Den Pro­gres­siv­en wird Angst und Bange. Sie wis­sen, dass die Kon­ser­v­a­tiv­en zwar nicht die besseren Argu­mente, aber dafür das Kap­i­tal, die bürg­er­liche Presse, das Fernse­hen und die Staat­sap­pa­rate auf ihrer Seite haben. «Lück­en im Sys­tem schließen» klingt bedrohlich. Sie fra­gen die Kon­ser­v­a­tiv­en, ob ihnen am Ende immer nur Gewalt ein­falle, wenn sie diskur­siv unter­legen seien. Die Kon­ser­v­a­tiv­en entrüsten sich, von Gewalt könne gar keine Rede sein — und greifen zur Moralkeule. Es gehe schließlich um den Schutz der Kün­stler, ja um den der Kun­st schlechthin [7].

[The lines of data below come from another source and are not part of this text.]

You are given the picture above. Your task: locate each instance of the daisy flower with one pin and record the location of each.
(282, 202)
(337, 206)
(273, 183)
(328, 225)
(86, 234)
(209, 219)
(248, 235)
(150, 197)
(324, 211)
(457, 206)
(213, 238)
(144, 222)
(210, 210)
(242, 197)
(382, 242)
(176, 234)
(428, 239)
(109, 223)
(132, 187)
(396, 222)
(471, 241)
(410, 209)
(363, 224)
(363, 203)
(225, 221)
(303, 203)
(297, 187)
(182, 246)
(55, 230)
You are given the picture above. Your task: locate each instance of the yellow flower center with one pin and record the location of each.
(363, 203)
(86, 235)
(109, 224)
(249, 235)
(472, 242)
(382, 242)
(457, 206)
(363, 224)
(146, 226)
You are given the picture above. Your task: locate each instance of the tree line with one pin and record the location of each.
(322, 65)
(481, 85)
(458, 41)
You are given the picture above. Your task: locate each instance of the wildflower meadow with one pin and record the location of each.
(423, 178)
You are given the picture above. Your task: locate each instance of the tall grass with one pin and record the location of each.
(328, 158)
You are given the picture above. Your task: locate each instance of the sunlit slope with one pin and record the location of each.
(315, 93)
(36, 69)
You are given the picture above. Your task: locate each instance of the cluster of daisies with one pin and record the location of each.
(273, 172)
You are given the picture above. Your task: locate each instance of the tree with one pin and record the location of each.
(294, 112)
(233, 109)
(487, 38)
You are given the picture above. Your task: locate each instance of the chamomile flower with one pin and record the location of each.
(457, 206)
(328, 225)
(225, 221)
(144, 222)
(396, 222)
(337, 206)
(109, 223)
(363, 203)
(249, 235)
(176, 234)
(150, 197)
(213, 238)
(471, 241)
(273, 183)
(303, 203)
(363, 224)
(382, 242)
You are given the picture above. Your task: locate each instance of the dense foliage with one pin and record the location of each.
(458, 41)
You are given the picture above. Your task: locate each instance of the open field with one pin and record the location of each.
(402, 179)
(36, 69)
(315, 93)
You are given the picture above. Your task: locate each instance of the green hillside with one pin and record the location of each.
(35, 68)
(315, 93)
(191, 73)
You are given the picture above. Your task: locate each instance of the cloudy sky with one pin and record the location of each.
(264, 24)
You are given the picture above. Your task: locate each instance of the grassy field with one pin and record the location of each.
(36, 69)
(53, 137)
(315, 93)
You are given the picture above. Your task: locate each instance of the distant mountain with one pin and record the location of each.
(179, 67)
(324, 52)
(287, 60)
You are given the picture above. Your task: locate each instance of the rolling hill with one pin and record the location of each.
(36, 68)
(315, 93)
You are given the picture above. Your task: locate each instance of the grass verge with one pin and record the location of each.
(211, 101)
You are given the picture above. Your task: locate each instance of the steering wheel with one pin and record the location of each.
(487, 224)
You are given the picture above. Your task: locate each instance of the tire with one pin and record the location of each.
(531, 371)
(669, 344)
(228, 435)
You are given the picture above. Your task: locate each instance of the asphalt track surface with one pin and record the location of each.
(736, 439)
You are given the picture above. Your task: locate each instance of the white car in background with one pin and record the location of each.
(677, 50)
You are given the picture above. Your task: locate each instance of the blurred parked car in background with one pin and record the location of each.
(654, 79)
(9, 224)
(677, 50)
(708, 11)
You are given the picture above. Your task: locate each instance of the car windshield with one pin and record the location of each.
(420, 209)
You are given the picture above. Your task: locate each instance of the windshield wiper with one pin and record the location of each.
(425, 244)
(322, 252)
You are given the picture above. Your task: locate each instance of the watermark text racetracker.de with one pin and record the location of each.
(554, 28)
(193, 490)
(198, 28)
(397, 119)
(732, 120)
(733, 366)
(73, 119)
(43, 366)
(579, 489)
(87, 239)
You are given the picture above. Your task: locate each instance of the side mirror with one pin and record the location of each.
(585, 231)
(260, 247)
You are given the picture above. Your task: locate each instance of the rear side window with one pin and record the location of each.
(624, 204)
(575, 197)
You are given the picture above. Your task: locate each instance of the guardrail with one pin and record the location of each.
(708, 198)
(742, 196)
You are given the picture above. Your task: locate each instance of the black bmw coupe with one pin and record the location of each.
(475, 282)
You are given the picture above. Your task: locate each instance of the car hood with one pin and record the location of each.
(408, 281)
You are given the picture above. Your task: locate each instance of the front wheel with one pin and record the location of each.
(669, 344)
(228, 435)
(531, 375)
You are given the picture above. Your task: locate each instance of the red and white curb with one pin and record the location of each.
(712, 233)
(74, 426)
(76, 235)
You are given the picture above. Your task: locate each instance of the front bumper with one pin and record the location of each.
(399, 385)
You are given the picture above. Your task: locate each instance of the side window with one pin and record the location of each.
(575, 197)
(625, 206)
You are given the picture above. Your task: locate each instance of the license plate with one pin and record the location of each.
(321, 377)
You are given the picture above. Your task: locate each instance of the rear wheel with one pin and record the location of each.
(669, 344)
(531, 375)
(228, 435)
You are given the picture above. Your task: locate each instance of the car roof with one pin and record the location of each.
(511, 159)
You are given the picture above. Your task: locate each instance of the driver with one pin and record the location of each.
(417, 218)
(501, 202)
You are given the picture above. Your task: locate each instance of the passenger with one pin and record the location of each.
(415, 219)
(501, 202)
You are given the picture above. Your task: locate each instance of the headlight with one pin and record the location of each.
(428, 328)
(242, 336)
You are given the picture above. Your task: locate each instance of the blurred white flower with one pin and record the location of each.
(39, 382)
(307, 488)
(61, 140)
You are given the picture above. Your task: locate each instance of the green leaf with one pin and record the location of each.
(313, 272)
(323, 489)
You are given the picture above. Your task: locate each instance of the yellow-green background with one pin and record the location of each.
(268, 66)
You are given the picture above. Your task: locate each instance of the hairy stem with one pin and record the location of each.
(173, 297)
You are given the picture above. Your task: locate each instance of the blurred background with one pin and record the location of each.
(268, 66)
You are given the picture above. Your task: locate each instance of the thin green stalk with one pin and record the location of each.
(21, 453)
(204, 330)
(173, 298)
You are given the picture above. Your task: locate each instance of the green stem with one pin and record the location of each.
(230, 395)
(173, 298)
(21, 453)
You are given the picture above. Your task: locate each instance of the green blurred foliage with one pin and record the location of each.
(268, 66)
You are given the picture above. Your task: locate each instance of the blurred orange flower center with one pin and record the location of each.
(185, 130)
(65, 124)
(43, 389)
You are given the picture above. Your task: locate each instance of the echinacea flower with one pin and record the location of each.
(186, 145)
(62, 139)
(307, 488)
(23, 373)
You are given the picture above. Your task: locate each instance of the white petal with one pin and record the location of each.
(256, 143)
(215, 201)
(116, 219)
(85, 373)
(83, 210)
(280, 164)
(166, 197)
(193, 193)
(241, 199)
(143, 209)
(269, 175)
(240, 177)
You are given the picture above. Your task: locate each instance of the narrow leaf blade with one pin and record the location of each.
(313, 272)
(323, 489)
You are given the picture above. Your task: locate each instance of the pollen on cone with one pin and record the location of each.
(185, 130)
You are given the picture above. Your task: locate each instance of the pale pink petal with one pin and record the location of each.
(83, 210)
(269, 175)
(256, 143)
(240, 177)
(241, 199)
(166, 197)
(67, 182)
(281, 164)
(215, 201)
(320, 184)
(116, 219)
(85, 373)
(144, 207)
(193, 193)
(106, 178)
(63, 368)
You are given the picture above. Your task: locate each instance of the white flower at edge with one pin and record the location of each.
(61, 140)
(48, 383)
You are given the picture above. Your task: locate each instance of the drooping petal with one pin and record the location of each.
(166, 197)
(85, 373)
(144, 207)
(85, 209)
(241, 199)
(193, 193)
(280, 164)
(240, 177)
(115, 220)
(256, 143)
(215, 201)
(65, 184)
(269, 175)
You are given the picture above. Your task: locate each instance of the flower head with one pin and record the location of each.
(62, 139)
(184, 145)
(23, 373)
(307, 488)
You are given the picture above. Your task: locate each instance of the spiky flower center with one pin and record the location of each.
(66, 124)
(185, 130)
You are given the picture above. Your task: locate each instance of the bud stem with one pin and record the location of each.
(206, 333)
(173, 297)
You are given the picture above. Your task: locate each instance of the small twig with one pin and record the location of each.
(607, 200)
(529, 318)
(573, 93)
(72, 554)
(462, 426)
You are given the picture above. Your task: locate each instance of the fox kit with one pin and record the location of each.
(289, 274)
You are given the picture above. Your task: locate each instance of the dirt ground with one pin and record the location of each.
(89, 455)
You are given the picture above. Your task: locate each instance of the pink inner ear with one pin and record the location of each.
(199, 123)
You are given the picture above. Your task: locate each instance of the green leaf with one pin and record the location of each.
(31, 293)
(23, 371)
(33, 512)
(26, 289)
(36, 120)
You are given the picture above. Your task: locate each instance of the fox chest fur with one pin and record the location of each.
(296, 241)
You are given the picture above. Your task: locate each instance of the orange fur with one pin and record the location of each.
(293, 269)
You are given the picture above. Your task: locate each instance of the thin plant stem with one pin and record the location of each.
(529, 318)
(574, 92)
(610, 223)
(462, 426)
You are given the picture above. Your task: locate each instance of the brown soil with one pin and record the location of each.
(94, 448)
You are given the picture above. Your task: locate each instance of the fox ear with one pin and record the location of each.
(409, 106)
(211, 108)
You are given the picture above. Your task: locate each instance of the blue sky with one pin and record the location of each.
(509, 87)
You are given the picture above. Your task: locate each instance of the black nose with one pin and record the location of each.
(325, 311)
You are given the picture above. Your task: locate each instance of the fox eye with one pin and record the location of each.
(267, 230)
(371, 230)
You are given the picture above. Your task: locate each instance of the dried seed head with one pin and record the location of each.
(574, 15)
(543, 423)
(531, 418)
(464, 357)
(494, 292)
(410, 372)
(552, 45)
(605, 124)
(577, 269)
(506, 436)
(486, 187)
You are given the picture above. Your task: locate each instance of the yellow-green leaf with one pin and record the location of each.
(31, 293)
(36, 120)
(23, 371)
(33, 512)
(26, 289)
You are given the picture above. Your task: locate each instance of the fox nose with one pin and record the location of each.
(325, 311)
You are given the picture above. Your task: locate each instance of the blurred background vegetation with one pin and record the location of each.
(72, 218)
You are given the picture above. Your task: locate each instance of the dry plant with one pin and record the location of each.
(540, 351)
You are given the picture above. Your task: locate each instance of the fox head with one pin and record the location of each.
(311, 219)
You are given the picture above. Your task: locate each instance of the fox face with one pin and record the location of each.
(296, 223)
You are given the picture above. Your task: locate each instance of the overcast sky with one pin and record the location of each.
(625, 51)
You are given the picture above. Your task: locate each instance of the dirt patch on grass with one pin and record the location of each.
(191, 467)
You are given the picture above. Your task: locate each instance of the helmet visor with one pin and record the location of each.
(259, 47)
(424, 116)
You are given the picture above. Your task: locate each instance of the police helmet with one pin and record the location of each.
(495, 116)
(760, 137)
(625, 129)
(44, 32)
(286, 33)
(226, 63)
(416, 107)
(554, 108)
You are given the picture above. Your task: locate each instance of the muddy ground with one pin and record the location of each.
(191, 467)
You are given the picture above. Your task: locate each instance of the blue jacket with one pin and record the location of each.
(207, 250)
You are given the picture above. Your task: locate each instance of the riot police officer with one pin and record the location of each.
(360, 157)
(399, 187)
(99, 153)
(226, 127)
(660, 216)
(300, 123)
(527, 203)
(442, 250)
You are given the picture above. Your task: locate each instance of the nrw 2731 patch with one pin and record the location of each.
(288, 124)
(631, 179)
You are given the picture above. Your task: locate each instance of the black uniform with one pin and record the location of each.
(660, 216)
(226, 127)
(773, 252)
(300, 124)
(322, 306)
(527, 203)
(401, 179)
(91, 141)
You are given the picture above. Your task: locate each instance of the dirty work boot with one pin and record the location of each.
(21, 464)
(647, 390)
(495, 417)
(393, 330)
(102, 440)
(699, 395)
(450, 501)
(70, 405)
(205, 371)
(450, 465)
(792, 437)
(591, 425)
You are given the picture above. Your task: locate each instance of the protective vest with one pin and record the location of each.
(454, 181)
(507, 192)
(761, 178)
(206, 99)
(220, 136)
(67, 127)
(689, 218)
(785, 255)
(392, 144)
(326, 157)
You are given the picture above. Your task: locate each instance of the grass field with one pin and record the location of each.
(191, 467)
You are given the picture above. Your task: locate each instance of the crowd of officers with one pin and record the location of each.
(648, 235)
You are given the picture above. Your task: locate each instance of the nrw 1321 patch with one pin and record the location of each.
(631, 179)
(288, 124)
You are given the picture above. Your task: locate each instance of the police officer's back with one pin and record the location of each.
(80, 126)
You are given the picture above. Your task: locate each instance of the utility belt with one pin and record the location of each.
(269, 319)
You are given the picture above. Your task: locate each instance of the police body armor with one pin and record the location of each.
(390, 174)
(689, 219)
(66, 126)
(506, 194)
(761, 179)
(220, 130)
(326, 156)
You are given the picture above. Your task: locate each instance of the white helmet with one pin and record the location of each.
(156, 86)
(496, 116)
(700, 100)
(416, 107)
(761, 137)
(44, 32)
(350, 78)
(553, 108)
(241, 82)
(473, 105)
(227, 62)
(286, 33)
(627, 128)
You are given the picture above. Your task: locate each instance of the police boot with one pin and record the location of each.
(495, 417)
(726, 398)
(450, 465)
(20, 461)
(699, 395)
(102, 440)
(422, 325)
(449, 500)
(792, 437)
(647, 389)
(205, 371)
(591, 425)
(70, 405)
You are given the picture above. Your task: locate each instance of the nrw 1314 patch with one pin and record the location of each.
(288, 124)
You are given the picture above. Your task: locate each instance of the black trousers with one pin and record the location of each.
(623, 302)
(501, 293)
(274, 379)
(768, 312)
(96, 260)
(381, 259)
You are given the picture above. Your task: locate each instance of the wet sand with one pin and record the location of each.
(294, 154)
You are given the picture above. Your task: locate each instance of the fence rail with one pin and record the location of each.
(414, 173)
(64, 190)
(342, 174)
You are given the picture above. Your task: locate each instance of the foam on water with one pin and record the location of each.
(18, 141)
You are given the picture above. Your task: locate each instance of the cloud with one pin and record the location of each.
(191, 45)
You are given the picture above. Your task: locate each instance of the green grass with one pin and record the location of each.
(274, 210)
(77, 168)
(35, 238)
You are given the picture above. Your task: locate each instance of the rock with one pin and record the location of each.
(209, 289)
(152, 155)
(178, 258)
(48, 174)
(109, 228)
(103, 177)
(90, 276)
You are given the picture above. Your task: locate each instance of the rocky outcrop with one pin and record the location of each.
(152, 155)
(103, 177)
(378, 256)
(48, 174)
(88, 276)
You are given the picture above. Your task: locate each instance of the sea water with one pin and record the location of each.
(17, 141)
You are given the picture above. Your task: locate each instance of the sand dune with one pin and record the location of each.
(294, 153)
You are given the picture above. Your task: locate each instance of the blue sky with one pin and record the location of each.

Da möcht­en die Pro­gres­siv­en dann aber doch gern erwidern, dass dies schlicht nicht stimme. Kun­st werde auch unab­hängig von finanzieller Beloh­nung pro­duziert; dies sei schon immer so gewe­sen und werde immer so bleiben. Das Copy­right könne also ein­fach abgeschafft wer­den und das Kunst­werk im Zeital­ter sein­er dig­i­tal­en Repro­duzier­barkeit frei zirkulieren. Wie sie sich das denn bitte vorstell­ten, fra­gen die Kon­ser­v­a­tiv­en ihre diskur­siv­en Geg­ner­in­nen (die sie, wie so oft, für naive Utopis­ten hal­ten). Es sei doch klar, dass Kün­stler von ihrer Kun­st leben kön­nen müssten.

Dieses schein­bar stärk­ste Argu­ment erweist sich als das denkbar schwäch­ste. Ein Zug, mit dem sich die Kon­ser­v­a­tiv­en selb­st matt set­zen. So geht die Par­tie für sie sich­er ver­loren. Denn: Dass Kün­stler von ihrer Kun­st leben kön­nen müssten, ist entwed­er eine plumpe Tau­tolo­gie (falls Kün­st­lerin nur die sich nen­nt, die von ihrer Kun­st lebt). Oder (empirisch und logisch) ein­fach völ­lig falsch.

Und aus unwahren Prämis­sen kann eine wahre Kon­klu­sion nicht fol­gen. Nie und nim­mer.